["El abuelo" es el título del relato con el que uno de nuestros colaboradores ha obtenido el primer premio del quinto certamen de relato corto de Mejorada del Campo. Lo reproducimos a continuación]
–Hola, abuelo,
¿qué haces aquí fuera?
–Nada, Tomás, tomar el fresco y mirar el campo.
–Nada, Tomás, tomar el fresco y mirar el campo.
–Hace
buen día. ¿Me lo vas a contar ya?
–Sí. Está
bien, escucha:
“Recuerdo
que hacía un buen día, como hoy, y quedaba poco para que anocheciese. A lo
lejos mi padre y el vecino llevaban un rato hablando. No recuerdo bien, pero
tendría 7 u 8 años. Empezaba a aburrirme de esperar y mientras mi padre seguía
la conversación, me subí en el tractor del vecino. Era muy parecido al nuestro
sólo que muy nuevo, había oído que lo había comprado hace poco. Me gustaban los
tractores, mi padre era el primero que me montaba en el nuestro, lo poco o
mucho que supiese de tractores en aquel momento me lo había enseñado él.
Una vez arriba
me di cuenta de que los mandos eran algo distintos, pero una mente despierta
como la mía no se dejaba engañar: aquella palanca con el símbolo redondo y las rayitas
tenía que ser la de las luces. Efectivamente, fue apretarla y en ese campo –ya
en penumbra– se hizo la luz por un instante.
Mi padre y el vecino miraron hacia el tractor. No quería que pensasen
que había tocado la palanca por accidente, sabía muy bien lo que hacía, sabía
que aquella palanca –aunque no era igual que la de nuestro tractor– era la de
las luces, y mi padre tenía que saberlo: aquel niño del que sólo se contaban
travesuras en el pueblo era el más listo de todos.

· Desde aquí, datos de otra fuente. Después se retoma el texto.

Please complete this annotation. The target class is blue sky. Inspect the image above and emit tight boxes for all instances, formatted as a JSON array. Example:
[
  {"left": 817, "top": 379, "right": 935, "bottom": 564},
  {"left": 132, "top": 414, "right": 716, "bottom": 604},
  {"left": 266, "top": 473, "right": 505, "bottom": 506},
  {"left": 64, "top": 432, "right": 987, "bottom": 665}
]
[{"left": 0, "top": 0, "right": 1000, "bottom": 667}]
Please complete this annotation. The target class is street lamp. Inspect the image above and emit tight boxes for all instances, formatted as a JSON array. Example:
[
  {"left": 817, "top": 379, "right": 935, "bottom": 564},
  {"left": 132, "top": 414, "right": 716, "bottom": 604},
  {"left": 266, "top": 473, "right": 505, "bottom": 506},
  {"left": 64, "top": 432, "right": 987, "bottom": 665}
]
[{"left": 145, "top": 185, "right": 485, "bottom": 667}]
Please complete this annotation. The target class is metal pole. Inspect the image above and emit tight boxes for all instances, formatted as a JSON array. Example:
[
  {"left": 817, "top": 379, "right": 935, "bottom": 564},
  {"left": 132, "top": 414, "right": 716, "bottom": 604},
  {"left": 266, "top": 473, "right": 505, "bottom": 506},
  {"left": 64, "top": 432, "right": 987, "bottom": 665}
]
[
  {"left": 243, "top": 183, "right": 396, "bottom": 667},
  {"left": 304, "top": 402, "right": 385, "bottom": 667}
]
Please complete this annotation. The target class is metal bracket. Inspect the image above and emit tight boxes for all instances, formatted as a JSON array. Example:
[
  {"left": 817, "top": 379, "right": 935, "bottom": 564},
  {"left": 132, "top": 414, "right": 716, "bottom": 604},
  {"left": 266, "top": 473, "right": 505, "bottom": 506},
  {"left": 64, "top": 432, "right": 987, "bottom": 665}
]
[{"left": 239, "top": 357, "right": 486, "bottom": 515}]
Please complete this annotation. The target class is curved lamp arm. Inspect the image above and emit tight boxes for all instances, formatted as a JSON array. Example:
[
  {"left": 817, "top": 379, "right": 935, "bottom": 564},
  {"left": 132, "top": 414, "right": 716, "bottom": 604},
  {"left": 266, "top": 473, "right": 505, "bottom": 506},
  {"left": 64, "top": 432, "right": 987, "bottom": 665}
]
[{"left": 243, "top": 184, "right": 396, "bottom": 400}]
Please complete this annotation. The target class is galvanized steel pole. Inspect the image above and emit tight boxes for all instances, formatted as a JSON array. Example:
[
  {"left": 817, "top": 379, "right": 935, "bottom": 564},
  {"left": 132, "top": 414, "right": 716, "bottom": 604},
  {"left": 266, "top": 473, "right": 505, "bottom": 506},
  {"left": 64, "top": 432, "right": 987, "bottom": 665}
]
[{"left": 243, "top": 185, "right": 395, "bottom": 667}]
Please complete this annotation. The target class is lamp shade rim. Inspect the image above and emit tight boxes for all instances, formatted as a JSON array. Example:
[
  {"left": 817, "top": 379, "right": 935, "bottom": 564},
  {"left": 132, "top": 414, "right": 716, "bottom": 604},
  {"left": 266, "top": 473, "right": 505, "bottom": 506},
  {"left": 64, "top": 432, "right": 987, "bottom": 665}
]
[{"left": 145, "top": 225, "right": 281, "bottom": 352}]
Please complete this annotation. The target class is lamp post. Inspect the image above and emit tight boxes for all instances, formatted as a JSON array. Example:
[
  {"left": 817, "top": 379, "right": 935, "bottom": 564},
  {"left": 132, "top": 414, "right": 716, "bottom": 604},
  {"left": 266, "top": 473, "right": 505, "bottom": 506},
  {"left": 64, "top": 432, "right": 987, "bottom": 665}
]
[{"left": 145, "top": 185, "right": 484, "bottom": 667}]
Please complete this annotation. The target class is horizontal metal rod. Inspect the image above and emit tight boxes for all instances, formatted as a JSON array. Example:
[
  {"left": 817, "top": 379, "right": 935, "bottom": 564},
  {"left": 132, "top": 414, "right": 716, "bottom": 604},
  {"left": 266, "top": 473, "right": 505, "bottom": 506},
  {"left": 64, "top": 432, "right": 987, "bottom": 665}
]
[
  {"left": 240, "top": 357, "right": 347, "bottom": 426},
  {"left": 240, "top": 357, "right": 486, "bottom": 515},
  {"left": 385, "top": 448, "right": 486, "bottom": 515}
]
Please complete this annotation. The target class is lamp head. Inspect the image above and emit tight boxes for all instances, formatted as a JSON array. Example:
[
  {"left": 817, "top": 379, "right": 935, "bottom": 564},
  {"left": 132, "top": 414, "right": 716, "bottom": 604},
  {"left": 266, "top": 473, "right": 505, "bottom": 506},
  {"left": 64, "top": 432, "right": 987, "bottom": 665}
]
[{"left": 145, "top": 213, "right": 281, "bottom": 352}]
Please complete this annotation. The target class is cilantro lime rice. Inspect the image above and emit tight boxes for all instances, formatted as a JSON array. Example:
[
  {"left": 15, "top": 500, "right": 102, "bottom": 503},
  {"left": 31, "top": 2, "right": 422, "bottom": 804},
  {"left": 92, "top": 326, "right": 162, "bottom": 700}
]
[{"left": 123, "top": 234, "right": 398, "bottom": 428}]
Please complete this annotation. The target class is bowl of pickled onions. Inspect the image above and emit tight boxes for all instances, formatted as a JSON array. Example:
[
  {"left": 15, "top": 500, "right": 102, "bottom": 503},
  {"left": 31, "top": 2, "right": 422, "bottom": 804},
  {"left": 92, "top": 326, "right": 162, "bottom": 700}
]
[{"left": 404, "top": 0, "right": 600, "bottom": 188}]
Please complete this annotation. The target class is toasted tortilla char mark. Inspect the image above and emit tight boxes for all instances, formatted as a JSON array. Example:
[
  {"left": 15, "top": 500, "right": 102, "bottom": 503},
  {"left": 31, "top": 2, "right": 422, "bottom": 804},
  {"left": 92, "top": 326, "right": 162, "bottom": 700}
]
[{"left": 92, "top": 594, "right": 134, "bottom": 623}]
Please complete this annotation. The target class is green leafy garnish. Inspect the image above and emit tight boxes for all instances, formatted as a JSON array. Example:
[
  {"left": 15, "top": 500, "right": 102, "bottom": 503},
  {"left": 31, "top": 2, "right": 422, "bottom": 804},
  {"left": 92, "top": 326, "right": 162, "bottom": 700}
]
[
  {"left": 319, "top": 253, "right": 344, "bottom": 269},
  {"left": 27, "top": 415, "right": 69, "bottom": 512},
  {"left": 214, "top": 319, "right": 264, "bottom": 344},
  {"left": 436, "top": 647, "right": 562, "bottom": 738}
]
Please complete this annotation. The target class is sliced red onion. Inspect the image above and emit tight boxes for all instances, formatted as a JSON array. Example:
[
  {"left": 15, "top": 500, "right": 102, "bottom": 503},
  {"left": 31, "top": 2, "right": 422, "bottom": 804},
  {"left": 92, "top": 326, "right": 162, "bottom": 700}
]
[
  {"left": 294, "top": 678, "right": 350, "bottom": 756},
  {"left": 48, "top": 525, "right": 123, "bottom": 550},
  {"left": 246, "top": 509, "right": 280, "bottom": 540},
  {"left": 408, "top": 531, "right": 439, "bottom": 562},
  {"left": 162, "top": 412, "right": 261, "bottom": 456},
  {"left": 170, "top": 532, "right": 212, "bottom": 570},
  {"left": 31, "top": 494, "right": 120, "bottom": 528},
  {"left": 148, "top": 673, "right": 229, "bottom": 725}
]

Empecé a darle a la palanca
intermitentemente, ¡los dos enormes focos se encendían y se apagaban a mis
órdenes!
Desde el
tractor veía cómo se iluminaban sus caras, el vecino hablaba a mi padre y mi
padre me miraba fijamente. No le habría dado ni tres veces a las luces cuando
vi que mi padre venía hacia mí con aire decidido. No era la primera vez que le veía caminar
así, con esa seguridad, desafiante, estaba claro que no veía las cosas desde mi
mismo punto de vista. Entonces un escalofrío me recorrió la espalda y me
atenazó el cuello. Sólo pude soltar la palanca, la luz se apagó y quedé
paralizado por completo. El tiempo que empleó en recorrer la distancia que nos
separaba no pudo ser más de unos segundos, pero se me hizo eterno. En otras
ocasiones, sabiendo que había hecho algo mal, buscaba alguna escusa rápida,
intentaba justificarme –suplicando– antes de que llegase el castigo o me
protegía con los brazos, pero esta vez presentía que sería peor. No le dije
nada, no hice nada, el miedo me agarrotaba el cuerpo y la mente.
No me
equivoqué, me sacó violentamente del tractor y comenzó el calvario. La paliza
fue tal, tantos los golpes, que aquel cuerpecito, como descompuesto, dejo
escapar todo tipo de fluidos.
Para
cuando conseguí escapar la noche ya había caído, no lloraba pero no dejaba de
temblar. Encontré un par de sacos de esparto y me escondí junto al río. Uno encima
de otro hicieron las veces de colchón, no pensaba volver a casa. Tenía los ojos
muy abiertos. No hacía frío pero tiritaba. Sólo el murmullo constante del agua
me calmaba un poco, como cuando estás en la cama y se escucha llover. De alguna
manera me sentía seguro junto al río.
No sé
cuánto tiempo pasó hasta que apareció mi madre, la porquería se había secado en
los muslos y yo seguía con los ojos abiertos. Era de madrugada, al parecer
había aprovechado que mi padre estaba dormido. Me limpió, me secó y me puso
ropa nueva.”
–Vaya.
–Mi
padre murió joven. Yo apenas tenía 13 años cuando pasó y no tuve la oportunidad
de hablar con él de hombre a hombre. Siempre he querido preguntarle por qué,
por qué lo hizo, qué fue lo que le dijo el vecino…
–Abuelo… –a Tomás le hubiese gustado
decir algo como “No te atormentes con preguntas que no tienen respuesta”, pero
¿cómo iba él a aconsejar a quien le había enseñado tanto? No se sentía capaz de
dar lecciones, así que le abrazó con fuerza y besó su mejilla.